2014 : Happy Birthday
Quand Nas sortait en 1994 son classique Illmatic sur le label Columbia, il était probablement loin de se douter qu’il fêterait son vingtième anniversaire sous l’égide de Def Jam. Et pourtant, comme bien d’autres avant lui, il a été comme happé par ce poids lourd de l’industrie du disque, désormais trentenaire, qui véhicule depuis sa création les valeurs d’une culture dont il a été l’un des principaux moteurs artistique.

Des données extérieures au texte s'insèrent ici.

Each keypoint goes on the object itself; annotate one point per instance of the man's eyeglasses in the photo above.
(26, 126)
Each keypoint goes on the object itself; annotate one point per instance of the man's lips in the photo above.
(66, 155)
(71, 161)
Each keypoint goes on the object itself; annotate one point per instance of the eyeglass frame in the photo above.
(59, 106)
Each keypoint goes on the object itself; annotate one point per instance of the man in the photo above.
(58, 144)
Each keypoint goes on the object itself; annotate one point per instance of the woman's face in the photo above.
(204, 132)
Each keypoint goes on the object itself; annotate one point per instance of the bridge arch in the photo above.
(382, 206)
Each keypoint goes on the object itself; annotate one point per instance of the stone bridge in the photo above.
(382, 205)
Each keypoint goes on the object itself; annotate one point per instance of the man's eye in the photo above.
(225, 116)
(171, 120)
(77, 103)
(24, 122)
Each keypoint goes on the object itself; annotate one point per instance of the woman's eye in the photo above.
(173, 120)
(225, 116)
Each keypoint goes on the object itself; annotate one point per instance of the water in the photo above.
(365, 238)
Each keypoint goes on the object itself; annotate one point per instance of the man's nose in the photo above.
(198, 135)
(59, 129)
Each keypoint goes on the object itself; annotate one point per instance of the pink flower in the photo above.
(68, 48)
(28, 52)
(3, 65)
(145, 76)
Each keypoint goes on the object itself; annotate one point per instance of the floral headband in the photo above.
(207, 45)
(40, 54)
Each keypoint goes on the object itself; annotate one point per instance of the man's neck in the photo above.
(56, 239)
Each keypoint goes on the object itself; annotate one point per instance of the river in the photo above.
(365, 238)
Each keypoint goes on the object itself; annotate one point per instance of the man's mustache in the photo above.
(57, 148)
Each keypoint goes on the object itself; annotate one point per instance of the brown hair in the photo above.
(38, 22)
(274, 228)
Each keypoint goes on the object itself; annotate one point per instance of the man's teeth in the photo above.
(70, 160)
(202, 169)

Aujourd’hui porté tant par des jeunes loups aux dents acérées telles que celles de YG ou des piliers à l’inspiration illimitée tels Kanye West ou Rick Ross, le label semble encore en mesure d’écrire quelques belles pages d’une histoire que l’on espère encore bien longue, pour le plus grand bonheur de nos oreilles.